MaxOne: I love holidays. I love getting a little break and getting together with relatives. I love celebrating the birth of Christ, but I try to do that all year around. I don't think we would describe ourselves as religious, but we do believe that Christ is the Savior so obviously the celebration of His birth has a lot more meaning to us than the exchange of gifts, Santa Clause, mistletoe, and eggnog. I tried to take the good things that occur as a result of the season and it's tradition and enjoy it, but It is very important in my family that we won't make that the focus. My children will understand that even if we have no gifts to exchange that we still have a reason to celebrate.
How can one be a Christian, but not religious?
MaxOne: I guess it depends on what definition of religious you use. But when I say I'm not religious I'm basically saying that I don't practice rituals, that I'm not to concerned with Church tradition and Church rules. I'm not spending my time trying to be of service to 'religion.' I'm a Christian! I'm more concerned about a relationship with God rather than being religious. I know some very religious people that don't even believe the bible to be God's Word. I guess I want to distinguish my beliefs from those that are more concerned with tradition than what the Bible actually teaches and what Christ would actually want from them.
Brandon: What he said.
I'm not sure if I want to start to discuss your suggestion of Bush being worthy of support, as that would lead us too far away from the task at hand. So let's put a more general twist to this: Have you ever be tempted to tone down some aspects of you, may they be the strong Christian presence in your lyrics, or your support for Bush, in order to not alienate potential listeners?
Brandon: I try not to make public my political views because I do not want to limit my fans. To me and many other people, politics can be a very touchy subject. I may be public with moral and religious views, which sometimes are connected with political views, but I would never write a song telling people to be a certain party, or support a certain president.
MaxOne: Off the top of my head I can't think of anything on the album that implies that I support Bush. I do, but I think we removed all the political content from the album other than "Grains Of Sand" which we considered putting a disclaimer on that clarified what the song was about but then decided against it and figured: who cares? (smiles)
That song is basically saying that we - humans - spend a lot of time focusing our daily energy on huge global things that we can't have a visible direct impact on when there are issues with in our own homes that we can visibly affect but we are neglecting. I support and pray for our President but I supported and prayed for our last president as well.
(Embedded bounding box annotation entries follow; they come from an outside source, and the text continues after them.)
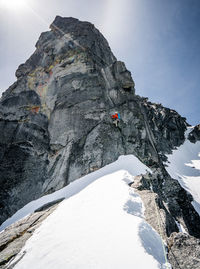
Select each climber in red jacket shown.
[111,112,120,127]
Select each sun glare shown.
[0,0,26,11]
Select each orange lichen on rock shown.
[31,106,40,114]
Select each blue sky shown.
[0,0,200,124]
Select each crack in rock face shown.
[0,16,200,268]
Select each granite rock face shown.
[188,124,200,143]
[0,16,191,223]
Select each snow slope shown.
[0,155,150,232]
[8,156,169,269]
[166,128,200,215]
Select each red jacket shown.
[112,113,118,119]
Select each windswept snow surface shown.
[166,128,200,215]
[0,155,150,232]
[8,156,170,269]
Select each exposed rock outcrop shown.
[169,233,200,269]
[0,16,186,223]
[188,124,200,143]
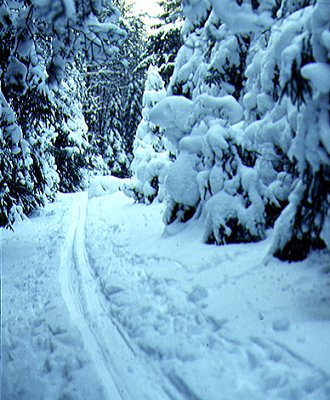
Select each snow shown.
[1,185,330,400]
[301,63,330,93]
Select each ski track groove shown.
[60,193,329,400]
[60,193,170,400]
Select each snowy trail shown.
[60,193,168,400]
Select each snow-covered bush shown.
[270,1,330,260]
[0,0,124,228]
[123,66,170,203]
[150,0,329,259]
[54,71,91,193]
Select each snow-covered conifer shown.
[123,66,170,204]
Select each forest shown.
[0,0,330,261]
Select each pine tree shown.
[53,66,91,193]
[270,1,330,261]
[84,0,144,177]
[0,0,123,228]
[123,67,170,204]
[141,0,183,87]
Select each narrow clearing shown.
[1,186,330,400]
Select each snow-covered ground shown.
[1,179,330,400]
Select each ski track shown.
[60,193,169,400]
[60,193,329,400]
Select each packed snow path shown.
[60,193,167,400]
[2,182,330,400]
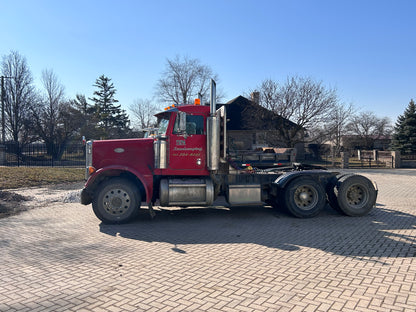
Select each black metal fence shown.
[3,142,85,167]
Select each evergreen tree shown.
[90,75,130,139]
[392,99,416,154]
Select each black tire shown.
[92,178,141,224]
[334,175,377,217]
[283,177,326,218]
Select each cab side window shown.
[173,115,204,135]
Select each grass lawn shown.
[0,167,85,190]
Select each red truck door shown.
[168,113,207,174]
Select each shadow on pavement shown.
[100,205,416,258]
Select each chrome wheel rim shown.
[294,185,318,210]
[347,184,369,209]
[103,189,131,215]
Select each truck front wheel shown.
[282,177,326,218]
[92,178,141,224]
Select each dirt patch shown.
[0,190,31,218]
[0,183,82,218]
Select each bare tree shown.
[129,99,158,129]
[2,51,36,143]
[32,69,75,159]
[347,111,392,149]
[324,104,355,155]
[255,76,338,146]
[156,56,222,104]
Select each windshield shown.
[157,115,169,135]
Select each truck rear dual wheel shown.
[283,177,326,218]
[92,178,141,224]
[328,174,377,217]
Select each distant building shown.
[218,92,304,154]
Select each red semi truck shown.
[81,81,377,223]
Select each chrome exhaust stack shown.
[207,79,220,171]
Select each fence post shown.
[391,151,402,168]
[0,144,6,166]
[341,152,350,169]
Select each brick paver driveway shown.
[0,170,416,311]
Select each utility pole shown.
[0,76,13,145]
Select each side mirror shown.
[178,112,186,132]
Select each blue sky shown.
[0,0,416,123]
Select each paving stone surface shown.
[0,169,416,311]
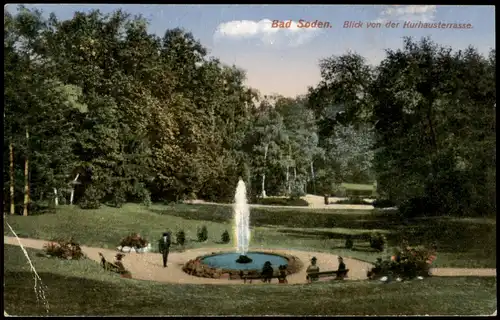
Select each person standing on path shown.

The key difference would be that I voted for Bush and I didn't vote for Clinton but once he was in office he was my President. Leader of the most powerful nation on earth. He deserved my respect and in my belief needed our prayers. Bush is human just like the rest of us and he will make mistakes. Obviously we all won't agree on which things are mistakes. That is one of the things that makes his job so difficult. He is supposed to be a President of the people but the people don't all agree.